- Research Grants
|Support type:||Scholarships in Brazil - Scientific Initiation|
|Effective date (Start):||September 01, 2013|
|Effective date (End):||August 31, 2014|
|Field of knowledge:||Linguistics, Literature and Arts - Linguistics|
|Principal Investigator:||Ariani Di Felippo|
|Home Institution:||Centro de Educação e Ciências Humanas (CECH). Universidade Federal de São Carlos (UFSCAR). São Carlos , SP, Brazil|
Computational applications able to handle the incredible amount of available information, mainly on-line, have become increasingly relevant. The automatic Multi-Document Summarization (MDS) is one of these applications. It aims at automatically producing a unique summary from a group of texts on the same topic. In order to produce automatic summaries without cohesion and coherence problems, the MDS methods have to deal with multi-document phenomena, such as redundancy, complementarity and contradiction among information units. Despite the recent interest in MDS, many systems have already been developed, including for Portuguese.
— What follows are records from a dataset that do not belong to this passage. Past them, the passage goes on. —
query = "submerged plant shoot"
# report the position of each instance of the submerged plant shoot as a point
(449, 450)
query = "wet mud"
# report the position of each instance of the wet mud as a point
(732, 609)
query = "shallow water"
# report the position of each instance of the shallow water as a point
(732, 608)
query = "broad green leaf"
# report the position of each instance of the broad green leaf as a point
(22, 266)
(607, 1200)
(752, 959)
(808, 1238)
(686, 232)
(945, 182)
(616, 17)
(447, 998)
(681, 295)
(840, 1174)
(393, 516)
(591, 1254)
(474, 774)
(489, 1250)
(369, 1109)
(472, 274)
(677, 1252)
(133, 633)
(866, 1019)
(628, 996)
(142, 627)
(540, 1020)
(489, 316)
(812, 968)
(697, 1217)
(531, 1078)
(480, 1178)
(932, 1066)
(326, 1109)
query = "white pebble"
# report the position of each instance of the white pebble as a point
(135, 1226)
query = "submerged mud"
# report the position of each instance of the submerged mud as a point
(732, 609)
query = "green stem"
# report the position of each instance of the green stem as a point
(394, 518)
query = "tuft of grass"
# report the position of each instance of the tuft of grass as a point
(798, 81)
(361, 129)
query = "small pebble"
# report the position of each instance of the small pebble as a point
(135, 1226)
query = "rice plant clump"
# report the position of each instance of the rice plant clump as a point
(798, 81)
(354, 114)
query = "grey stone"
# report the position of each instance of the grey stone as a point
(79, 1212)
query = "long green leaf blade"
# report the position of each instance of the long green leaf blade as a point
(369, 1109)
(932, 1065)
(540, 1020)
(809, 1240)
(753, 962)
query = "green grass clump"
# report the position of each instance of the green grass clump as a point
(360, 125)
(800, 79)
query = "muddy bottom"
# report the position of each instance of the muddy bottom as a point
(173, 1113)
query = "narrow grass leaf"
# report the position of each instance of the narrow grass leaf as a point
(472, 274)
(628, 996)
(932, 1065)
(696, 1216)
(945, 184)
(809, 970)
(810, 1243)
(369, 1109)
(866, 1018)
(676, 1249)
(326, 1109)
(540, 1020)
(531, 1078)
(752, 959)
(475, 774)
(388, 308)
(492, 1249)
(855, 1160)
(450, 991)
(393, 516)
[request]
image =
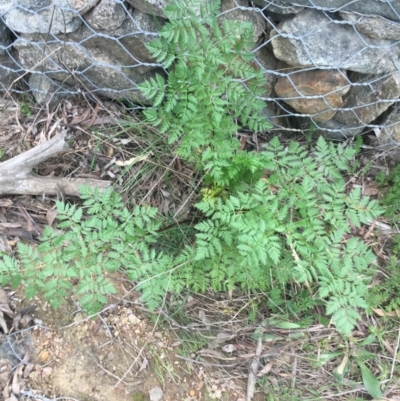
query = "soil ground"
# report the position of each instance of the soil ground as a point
(208, 350)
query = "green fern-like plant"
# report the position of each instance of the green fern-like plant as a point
(292, 227)
(212, 88)
(85, 250)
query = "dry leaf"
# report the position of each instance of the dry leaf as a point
(133, 160)
(28, 369)
(26, 319)
(265, 370)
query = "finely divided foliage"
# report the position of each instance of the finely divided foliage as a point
(269, 219)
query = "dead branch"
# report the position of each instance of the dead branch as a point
(17, 178)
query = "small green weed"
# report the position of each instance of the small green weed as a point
(271, 220)
(391, 197)
(355, 354)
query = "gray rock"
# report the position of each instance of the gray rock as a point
(374, 27)
(267, 62)
(4, 37)
(230, 10)
(43, 16)
(7, 72)
(46, 90)
(312, 38)
(314, 92)
(390, 134)
(278, 7)
(369, 98)
(385, 8)
(151, 7)
(333, 129)
(106, 15)
(111, 66)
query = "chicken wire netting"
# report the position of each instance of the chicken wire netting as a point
(332, 67)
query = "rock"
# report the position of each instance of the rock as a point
(46, 90)
(374, 27)
(231, 10)
(42, 16)
(369, 98)
(267, 61)
(111, 66)
(328, 85)
(106, 15)
(4, 37)
(7, 72)
(151, 7)
(278, 7)
(156, 394)
(311, 38)
(335, 130)
(389, 9)
(390, 133)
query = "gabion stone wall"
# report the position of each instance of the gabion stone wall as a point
(333, 65)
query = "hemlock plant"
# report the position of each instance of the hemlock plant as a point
(269, 220)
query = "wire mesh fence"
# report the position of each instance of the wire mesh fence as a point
(332, 66)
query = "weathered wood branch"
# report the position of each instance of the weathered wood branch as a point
(17, 178)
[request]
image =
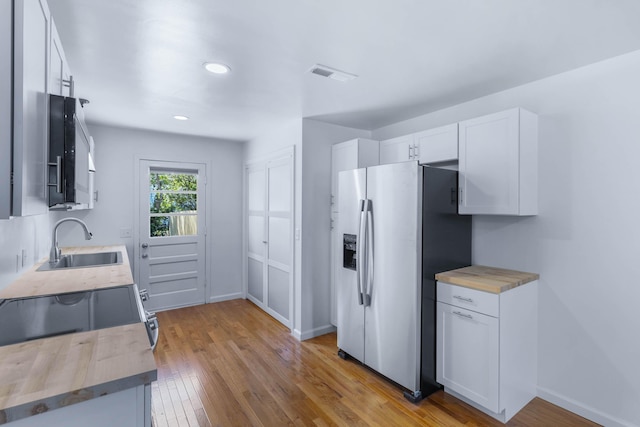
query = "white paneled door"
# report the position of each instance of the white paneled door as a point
(269, 227)
(170, 257)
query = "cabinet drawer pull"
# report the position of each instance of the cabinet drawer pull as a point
(466, 316)
(459, 298)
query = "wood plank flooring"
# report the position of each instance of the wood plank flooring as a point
(230, 364)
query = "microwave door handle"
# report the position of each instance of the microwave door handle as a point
(58, 183)
(360, 245)
(59, 174)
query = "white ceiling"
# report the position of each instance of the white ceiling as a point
(139, 62)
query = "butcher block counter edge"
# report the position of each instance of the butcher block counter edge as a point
(42, 375)
(488, 279)
(38, 283)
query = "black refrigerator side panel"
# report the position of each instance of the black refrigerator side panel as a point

Given the importance of MDS systems, the linguistic characterization of human multi-document summaries becomes increasingly necessary as it generates knowledge for the production of linguistically-motivated summaries. Thus, the goal of this undergraduate research project is to characterize human multi-document summaries at the lexical level. Being part of the SUSTENTO project (2012/13246-5 FAPESP / CNPq 483231/2012-6), which aims at generating linguistic knowledge for MDS of Portuguese, this project aims at (i) specifying the density of nouns, adjectives, verbs, and adverbs in the summaries in relation to the their source texts and (ii) describing similarities and differences of these lexical units in the summaries and their source texts. Thus, in the end, the goal is to obtain lexical features that can be taken as conditions for the automatic production of linguistically-motivated summaries.